Con riferimento al caso in questione la Corte di appello, lungi dal dimostrare la partecipazione diretta, sebbene anche non materiale, della (OMISSIS) all’episodio di violazione dei sigilli a lei addebitato, ha, viceversa, valorizzato, ai fini della affermazione della penale responsabilita’ di questa, il fatto che la medesima, sulla quale incombeva il dovere di impedire l’evento, non sia stata in grado di fornire la prova del caso fortuito o della forza maggiore che le avrebbero impedito di svolgere appieno il dovere di vigilanza e custodia su di lei incombente.

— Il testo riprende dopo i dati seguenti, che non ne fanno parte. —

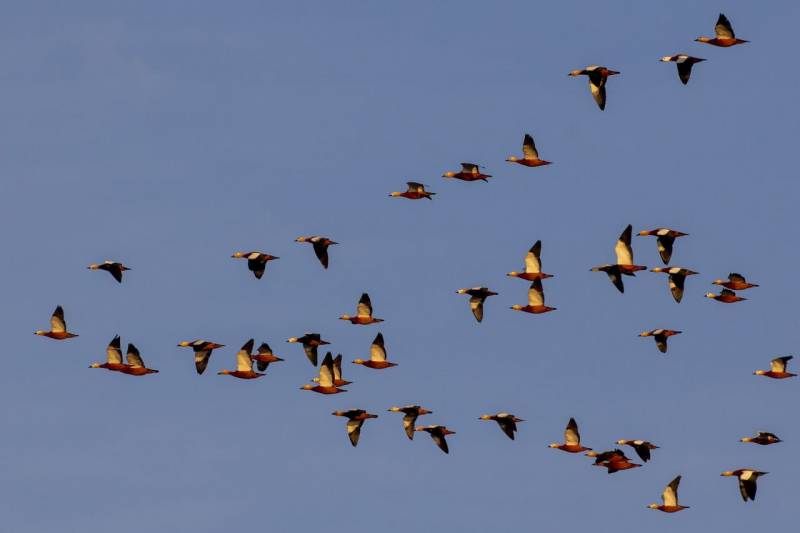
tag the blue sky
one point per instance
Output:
(170, 136)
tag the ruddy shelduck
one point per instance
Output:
(724, 35)
(256, 261)
(530, 155)
(533, 265)
(112, 267)
(477, 297)
(58, 327)
(669, 499)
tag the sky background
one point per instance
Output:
(169, 135)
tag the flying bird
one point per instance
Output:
(264, 356)
(415, 191)
(530, 155)
(506, 421)
(468, 172)
(624, 265)
(377, 355)
(735, 282)
(112, 267)
(477, 298)
(660, 336)
(684, 63)
(725, 296)
(724, 35)
(665, 238)
(677, 279)
(533, 265)
(202, 352)
(598, 77)
(244, 364)
(325, 383)
(58, 327)
(669, 499)
(135, 365)
(355, 419)
(410, 414)
(438, 434)
(256, 261)
(777, 368)
(363, 313)
(310, 342)
(762, 438)
(572, 439)
(641, 447)
(320, 245)
(747, 481)
(113, 357)
(536, 304)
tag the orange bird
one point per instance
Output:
(777, 368)
(572, 439)
(58, 327)
(377, 356)
(530, 155)
(468, 172)
(363, 313)
(598, 77)
(415, 191)
(724, 35)
(533, 265)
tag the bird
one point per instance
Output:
(735, 282)
(244, 364)
(506, 421)
(624, 264)
(747, 481)
(135, 365)
(363, 313)
(468, 172)
(762, 438)
(325, 383)
(533, 265)
(438, 434)
(256, 261)
(415, 191)
(777, 368)
(677, 279)
(660, 336)
(572, 439)
(665, 238)
(724, 36)
(112, 267)
(202, 352)
(684, 63)
(598, 77)
(669, 499)
(355, 419)
(113, 357)
(725, 296)
(58, 327)
(377, 355)
(613, 461)
(320, 247)
(536, 304)
(264, 356)
(410, 414)
(478, 296)
(641, 447)
(310, 342)
(530, 155)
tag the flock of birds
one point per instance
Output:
(329, 380)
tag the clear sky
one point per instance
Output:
(169, 135)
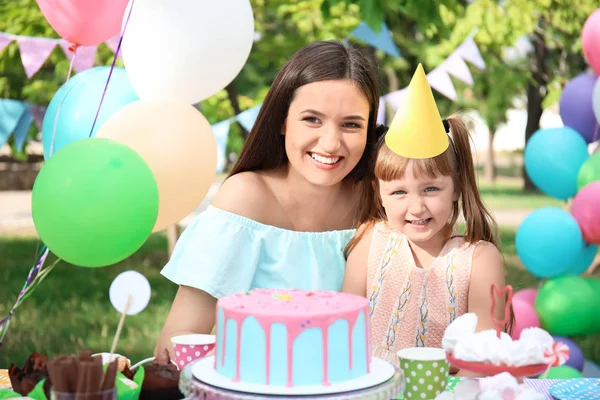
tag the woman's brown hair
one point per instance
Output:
(457, 162)
(320, 61)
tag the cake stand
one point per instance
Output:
(491, 369)
(195, 389)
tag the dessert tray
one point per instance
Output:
(491, 369)
(383, 382)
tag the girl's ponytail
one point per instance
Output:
(479, 220)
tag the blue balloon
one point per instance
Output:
(549, 241)
(80, 97)
(583, 260)
(553, 158)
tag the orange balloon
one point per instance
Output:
(178, 144)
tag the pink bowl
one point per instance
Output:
(188, 348)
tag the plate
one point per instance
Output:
(204, 371)
(571, 389)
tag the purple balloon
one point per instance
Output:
(576, 359)
(576, 107)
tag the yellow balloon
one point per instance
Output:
(178, 144)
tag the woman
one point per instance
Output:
(288, 208)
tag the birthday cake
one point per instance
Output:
(292, 337)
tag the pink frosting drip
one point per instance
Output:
(297, 310)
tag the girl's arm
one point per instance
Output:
(355, 277)
(487, 268)
(192, 311)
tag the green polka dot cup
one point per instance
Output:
(425, 371)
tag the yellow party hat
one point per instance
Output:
(417, 130)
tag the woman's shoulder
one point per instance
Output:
(246, 194)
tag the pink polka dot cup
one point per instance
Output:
(188, 348)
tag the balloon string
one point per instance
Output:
(61, 101)
(112, 67)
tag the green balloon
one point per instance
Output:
(565, 306)
(594, 283)
(95, 202)
(563, 372)
(589, 171)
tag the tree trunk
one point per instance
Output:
(536, 91)
(489, 168)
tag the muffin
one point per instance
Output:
(161, 379)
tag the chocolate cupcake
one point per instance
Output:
(161, 379)
(24, 380)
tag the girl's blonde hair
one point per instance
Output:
(457, 162)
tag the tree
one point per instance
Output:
(553, 28)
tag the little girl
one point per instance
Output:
(407, 258)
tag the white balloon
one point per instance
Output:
(186, 49)
(126, 283)
(596, 100)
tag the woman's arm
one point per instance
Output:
(487, 269)
(355, 277)
(192, 311)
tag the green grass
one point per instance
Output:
(508, 194)
(71, 311)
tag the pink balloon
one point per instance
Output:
(586, 211)
(84, 22)
(525, 317)
(590, 38)
(526, 295)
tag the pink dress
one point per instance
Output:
(411, 306)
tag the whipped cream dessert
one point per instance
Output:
(463, 343)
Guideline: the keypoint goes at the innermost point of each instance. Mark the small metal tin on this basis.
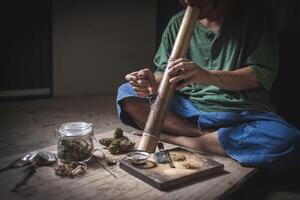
(138, 157)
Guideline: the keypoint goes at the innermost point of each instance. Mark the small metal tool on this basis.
(163, 156)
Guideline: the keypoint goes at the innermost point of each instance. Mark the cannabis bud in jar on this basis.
(75, 142)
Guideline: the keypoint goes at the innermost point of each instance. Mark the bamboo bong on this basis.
(166, 91)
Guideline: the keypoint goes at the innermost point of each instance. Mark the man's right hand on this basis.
(143, 82)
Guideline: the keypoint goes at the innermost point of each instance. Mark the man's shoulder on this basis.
(177, 18)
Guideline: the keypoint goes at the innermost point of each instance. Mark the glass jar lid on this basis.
(75, 129)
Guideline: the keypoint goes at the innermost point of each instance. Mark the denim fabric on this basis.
(256, 139)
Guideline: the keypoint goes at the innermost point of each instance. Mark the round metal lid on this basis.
(74, 129)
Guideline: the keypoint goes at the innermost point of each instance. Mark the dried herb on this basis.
(70, 170)
(189, 166)
(178, 157)
(118, 144)
(73, 150)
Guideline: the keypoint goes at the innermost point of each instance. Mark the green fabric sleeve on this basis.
(167, 41)
(262, 51)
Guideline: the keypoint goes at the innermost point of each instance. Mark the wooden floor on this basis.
(97, 183)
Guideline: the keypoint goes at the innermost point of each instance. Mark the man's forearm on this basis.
(158, 77)
(240, 79)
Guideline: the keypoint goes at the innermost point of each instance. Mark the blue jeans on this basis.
(254, 139)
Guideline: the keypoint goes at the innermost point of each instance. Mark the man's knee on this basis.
(285, 138)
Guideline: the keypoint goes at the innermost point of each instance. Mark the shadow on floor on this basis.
(267, 186)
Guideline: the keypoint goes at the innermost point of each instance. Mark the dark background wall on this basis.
(26, 58)
(284, 92)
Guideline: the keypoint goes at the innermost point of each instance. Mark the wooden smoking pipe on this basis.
(166, 91)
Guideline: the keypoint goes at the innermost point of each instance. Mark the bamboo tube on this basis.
(166, 91)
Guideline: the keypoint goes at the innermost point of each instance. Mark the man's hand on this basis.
(143, 82)
(198, 3)
(185, 72)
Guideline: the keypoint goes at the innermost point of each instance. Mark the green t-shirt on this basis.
(247, 37)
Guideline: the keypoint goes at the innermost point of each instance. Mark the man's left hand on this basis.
(185, 72)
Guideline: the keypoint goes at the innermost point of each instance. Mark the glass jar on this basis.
(75, 142)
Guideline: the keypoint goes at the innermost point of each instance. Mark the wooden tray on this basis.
(162, 177)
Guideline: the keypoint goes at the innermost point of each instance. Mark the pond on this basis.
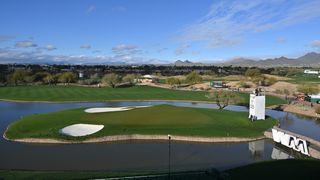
(140, 155)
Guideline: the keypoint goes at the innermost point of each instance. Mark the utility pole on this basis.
(169, 160)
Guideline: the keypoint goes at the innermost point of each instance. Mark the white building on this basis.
(308, 71)
(257, 106)
(81, 75)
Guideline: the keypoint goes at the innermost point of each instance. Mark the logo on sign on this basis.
(290, 141)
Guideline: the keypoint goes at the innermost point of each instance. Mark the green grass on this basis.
(160, 119)
(281, 169)
(304, 78)
(73, 93)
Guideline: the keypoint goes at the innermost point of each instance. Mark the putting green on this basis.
(154, 120)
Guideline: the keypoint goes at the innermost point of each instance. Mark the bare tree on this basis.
(111, 79)
(224, 98)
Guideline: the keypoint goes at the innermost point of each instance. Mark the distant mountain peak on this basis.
(311, 59)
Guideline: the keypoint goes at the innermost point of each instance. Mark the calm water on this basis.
(138, 156)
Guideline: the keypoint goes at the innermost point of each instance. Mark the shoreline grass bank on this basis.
(87, 94)
(159, 120)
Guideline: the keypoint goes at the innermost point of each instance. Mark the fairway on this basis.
(154, 120)
(74, 93)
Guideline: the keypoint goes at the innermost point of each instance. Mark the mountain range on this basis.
(308, 60)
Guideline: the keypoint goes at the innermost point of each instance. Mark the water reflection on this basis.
(257, 149)
(280, 154)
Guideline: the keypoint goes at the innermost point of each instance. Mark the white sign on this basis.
(290, 141)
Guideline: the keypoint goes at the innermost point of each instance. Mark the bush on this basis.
(308, 88)
(193, 78)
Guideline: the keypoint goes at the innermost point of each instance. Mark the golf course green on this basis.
(153, 120)
(73, 93)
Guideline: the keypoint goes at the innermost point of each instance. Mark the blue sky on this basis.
(155, 31)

Una siffatta motivazione, ad avviso del Collegio si pone, pero’, in aperto contrasto con il riportato, e pienamente condiviso, orientamento giurisprudenziale in forza del quale, ove non si voglia in sostanza procedere ad una sostanziale intepretatio abrogans dell’articolo 350 cod. pen., ai fini della integrazione del reato di violazione dei sigilli ad opera del custode del bene staggito, non e’ sufficiente che questi, per negligenza o trascuratezza, abbia omesso di esercitare la opportuna vigilanza sul bene, in tal modo trascurando il dovere su di lui gravante di impedire l’evento (violazione che trova la sua sanzione non a livello penale ma a livello di illecito amministrativo secondo i termini di cui all’articolo 350 cod. pen.), ma e’ necessario, laddove la violazione non sia immediatamente attribuibile alla sua materiale condotta, che egli abbia comunque positivamente cooperato, sia pure attraverso una mera opera di consapevole agevolazione, con coloro i quali hanno effettivamente e personalmente provveduto alla immutatio loci.

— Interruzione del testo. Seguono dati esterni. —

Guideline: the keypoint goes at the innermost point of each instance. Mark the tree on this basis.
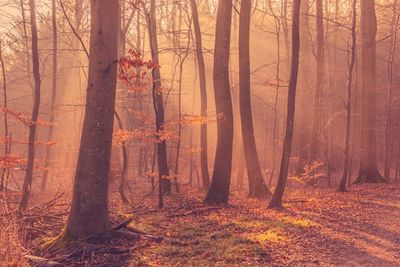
(257, 186)
(88, 216)
(276, 200)
(26, 189)
(345, 174)
(313, 149)
(53, 93)
(368, 172)
(158, 103)
(203, 96)
(220, 182)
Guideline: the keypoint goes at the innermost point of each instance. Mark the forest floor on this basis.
(318, 227)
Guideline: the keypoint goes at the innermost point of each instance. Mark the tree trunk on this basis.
(276, 200)
(389, 136)
(257, 186)
(88, 216)
(53, 94)
(220, 182)
(368, 172)
(26, 189)
(203, 97)
(7, 144)
(342, 185)
(158, 101)
(314, 141)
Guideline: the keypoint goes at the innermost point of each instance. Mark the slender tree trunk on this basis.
(276, 200)
(203, 97)
(158, 101)
(7, 144)
(88, 216)
(368, 172)
(124, 170)
(53, 94)
(314, 141)
(390, 71)
(257, 186)
(220, 182)
(345, 174)
(26, 189)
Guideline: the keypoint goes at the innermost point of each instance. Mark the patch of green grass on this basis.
(200, 244)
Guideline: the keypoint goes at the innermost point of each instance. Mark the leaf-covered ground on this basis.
(317, 228)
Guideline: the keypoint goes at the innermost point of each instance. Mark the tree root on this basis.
(41, 262)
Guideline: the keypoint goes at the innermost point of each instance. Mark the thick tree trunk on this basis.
(53, 94)
(203, 97)
(220, 182)
(257, 186)
(276, 200)
(315, 131)
(26, 189)
(88, 216)
(389, 136)
(345, 174)
(368, 172)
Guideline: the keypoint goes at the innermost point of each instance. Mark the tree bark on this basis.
(203, 96)
(345, 174)
(368, 172)
(220, 182)
(257, 186)
(315, 131)
(53, 94)
(276, 200)
(158, 102)
(88, 216)
(26, 189)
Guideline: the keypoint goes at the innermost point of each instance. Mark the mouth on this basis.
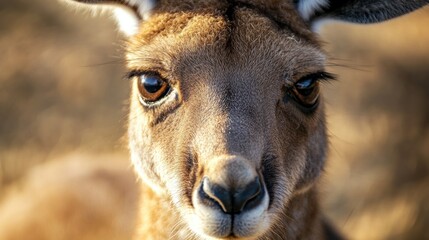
(219, 216)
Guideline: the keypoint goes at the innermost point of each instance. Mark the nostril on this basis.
(235, 200)
(219, 194)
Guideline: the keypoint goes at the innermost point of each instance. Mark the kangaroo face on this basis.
(230, 134)
(226, 117)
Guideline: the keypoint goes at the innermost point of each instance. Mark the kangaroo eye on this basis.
(151, 87)
(306, 91)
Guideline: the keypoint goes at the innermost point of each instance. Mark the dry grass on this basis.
(61, 92)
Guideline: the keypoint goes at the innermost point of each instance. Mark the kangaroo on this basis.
(226, 125)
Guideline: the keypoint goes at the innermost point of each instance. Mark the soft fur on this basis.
(229, 64)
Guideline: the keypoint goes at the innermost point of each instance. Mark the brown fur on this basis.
(228, 63)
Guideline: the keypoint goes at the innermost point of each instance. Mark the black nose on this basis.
(233, 200)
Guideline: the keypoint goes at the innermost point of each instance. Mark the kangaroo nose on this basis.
(233, 200)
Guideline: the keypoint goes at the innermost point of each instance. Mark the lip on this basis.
(211, 222)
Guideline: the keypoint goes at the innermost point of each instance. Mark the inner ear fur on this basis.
(357, 11)
(128, 13)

Nulla avendo, in tal senso, addotto a livello dimostrativo la Corte di appello con la sentenza impugnata, quest’ultima, in accoglimento della censura formulata dalla ricorrente, deve essere annullata, con assorbimento dei residui motivi di impugnazione.

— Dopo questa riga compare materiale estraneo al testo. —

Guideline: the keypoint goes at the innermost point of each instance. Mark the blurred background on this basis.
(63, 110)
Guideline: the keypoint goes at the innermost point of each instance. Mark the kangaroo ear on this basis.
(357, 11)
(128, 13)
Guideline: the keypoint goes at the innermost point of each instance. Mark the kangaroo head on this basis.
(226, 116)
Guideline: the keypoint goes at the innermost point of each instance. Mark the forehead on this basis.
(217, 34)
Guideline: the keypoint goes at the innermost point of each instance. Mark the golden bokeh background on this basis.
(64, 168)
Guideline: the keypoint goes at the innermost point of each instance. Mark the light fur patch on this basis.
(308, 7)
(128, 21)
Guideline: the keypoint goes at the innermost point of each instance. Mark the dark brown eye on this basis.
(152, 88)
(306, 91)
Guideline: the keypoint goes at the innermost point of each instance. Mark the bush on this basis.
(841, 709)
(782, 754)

Non vi e’ luogo all’annullamento con rinvio della sentenza impugnata posto che – non sussistendo gli elementi per la affermazione della evidenza della mancanza di responsabilita’ della imputata rispetto al fatto a lei addebitato – in ragione del tempo trascorso dal momento in cui esso si e’ verificato, il reato contestato e’ sicuramente ad oggi estinto essendo ampiamente decorso il termine per la sua prescrizione.
P.Q.M.
Annulla la sentenza impugnata senza rinvio per essere il reato estinto per prescrizione.